Por Graciela Ribles
Por Graciela Ribles
"Saltito es un caballito de viejo cuero marrón, tiene los ojos de vidrio y las patas de cartón"
Las velas chisporrotean sobre la torta, el número 60 pintado con purpurina dorada, arroja destellos en la íntima penumbra. La familia y los amigos cantan el Feliz Cumpleaños, esforzándose por conseguir una afinación que falla desde el comienzo. El aire sale por la comisura de los labios, apagando el símbolo festivo.
Un "nos vemos" y la puerta que se cierra indican que la fiesta terminó. La sala queda iluminada solo por las luces intermitentes del Árbol de Navidad. Las manos juegan con la medalla de oro que tiene grabada las iniciales de mi nombre.
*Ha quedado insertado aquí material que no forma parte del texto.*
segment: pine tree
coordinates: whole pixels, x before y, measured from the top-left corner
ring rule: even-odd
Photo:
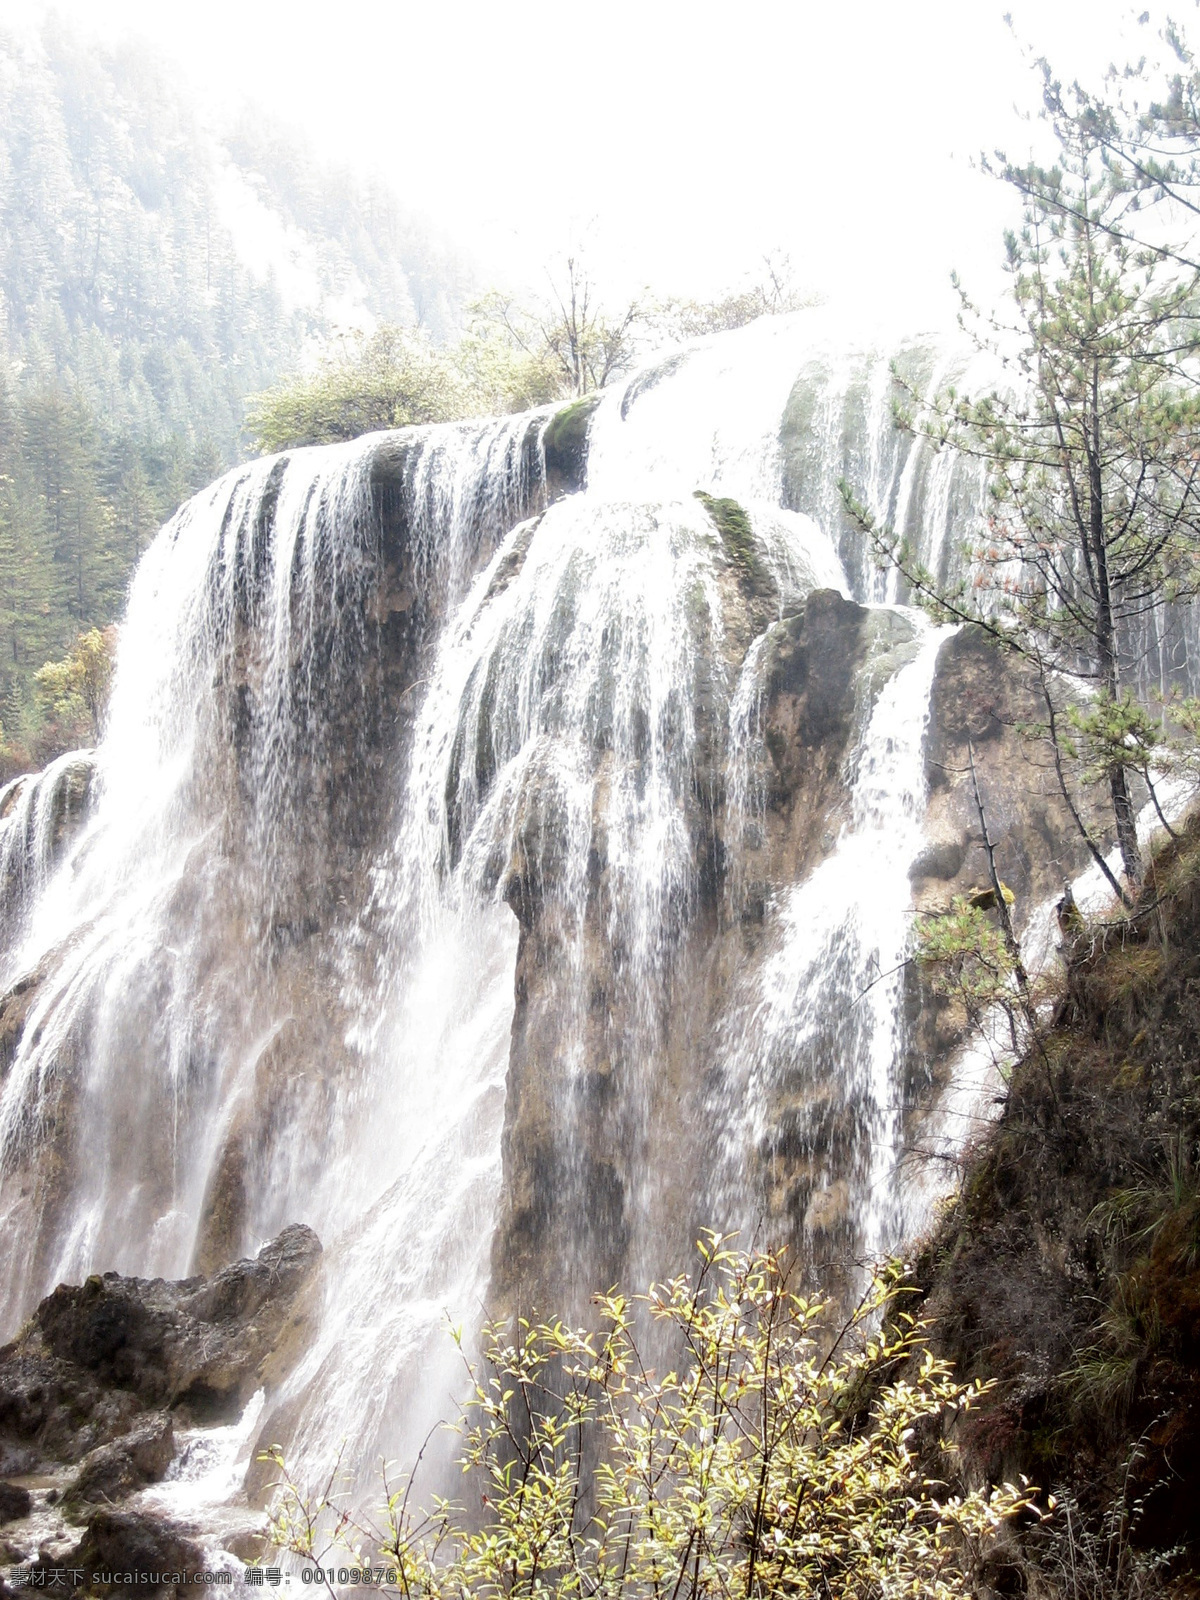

El resplandor de un auto atraviesa el cristal de la ventana, la luz de los faros encienden la estrella del pesebre, formando una figura pentagonal en la pared.
La imagen cobra vida y muere al instante. Pienso en lo fugaces que fueron estos sesenta años y que no dispongo de otros sesenta por delante. No hay arrepentimientos por lo que hice, si por lo que no hice. Un recuerdo invade los pensamientos. Saltito.
Es el mes de diciembre del año 1967. Todos los miércoles, papá a la salida del trabajo pasa por el puesto de diarios y revistas y compra un libro de cuentos. "La gallinita vanidosa", "El gato con botas", "Los tres chanchitos", "Pulgarcito", "Nubecita", "la chanchita distraída", son algunos de los que ya tengo. Sentada, en el escalón de la puerta, con las manos entrelazadas, lo espero.
Papá baja del colectivo, tengo prohibido cruzar la calle, así que aguanto un ratito más las ganas de abrazarlo. Él, con maletín, traje y corbata a pesar del calor. Va al dormitorio, se cambia.
- Chela, vení. Está sentado en la cama con el maletín en la mano.
- Tomá, este es el cuento que te compré. ¿Te portaste bien? Dice sonriendo.
- ¡Gracias, papi! Digo, mientras le doy un beso en la mejilla rasurada.
Salgo corriendo al patio, sentada en una silla miro las imágenes, tengo cinco años y no sé leer, papá lo leerá a la hora de la siesta. Acostada, espero, con el cuento entre sus manos papá comienza con la lectura:
"Saltito es un potrillo que nació en el bosque, un día unos hombres lo separaron de su mamá y lo vendieron a un campesino que lo hacía trabajar sin descanso. El pequeño caballito cansado y hambriento escapó, volvió al bosque con su familia y vivió feliz para siempre".
- ¡Papá, te quiero tanto, nunca quiero separarme de vos! Dije cuando terminó de leer.
Esa tarde me dormí con la cara mojada y la oreja de papá aferrada a mis pequeños dedos. Mamá me hizo un vestido de organza rosado para Navidad.
- ¿Qué te gustaría que el Niño Dios te traiga? Preguntó mientras lo colgaba en el ropero.
- Un caballito como Saltito. Respondí.
- El Niño Dios no puede traer un caballo en la bolsa de regalos.
- ¿Una muñeca? ¿Una cocinita con un juego de ollas? ¿Un juego de té? ¿Qué te parece Chelita?
- No, quiero un caballito, lo quiero a Saltito.
Pasaron los días hasta que llegó la Nochebuena, a las doce mis primos tiraron petardos y cañitas voladoras, yo tenía estrellitas.
- Chela, vení que pasó el Niño Dios.
Entré corriendo y lo vi. En la galería estaba Saltito, un caballito marrón, que tiraba de un sulky a pedal. Lo abracé del cuello, entre besos y lágrimas nació el amor. Los que siguieron fueron días felices, fuimos compañeros inseparables, pero todo tiene su tiempo. Tres años más tarde, Saltito se mudó a la casa del vecino.
- Chela estás grande, ya no entrás en ese sulky, dejá que otro chico lo disfrute.
Lo que no sabían era que me separaban de un amigo. La noche se hace cómplice de mis ojos acuáticos, a los ocho años, en la mesa de luz, el Niño Dios dejó una cadena de oro con una medalla grabada con mis iniciales.
Pero mi corazón extrañaba a Saltito. Las luces del Árbol de Navidad continúan intermitentes. Niño Dios, esta Nochebuena te pido dos cosas: encontrar a Saltito en el carrusel del cielo y a papá para abrazarlo bien fuerte.
"Estas envejeciendo Chela", pienso, mientras me levanto del sillón y voy a la cama.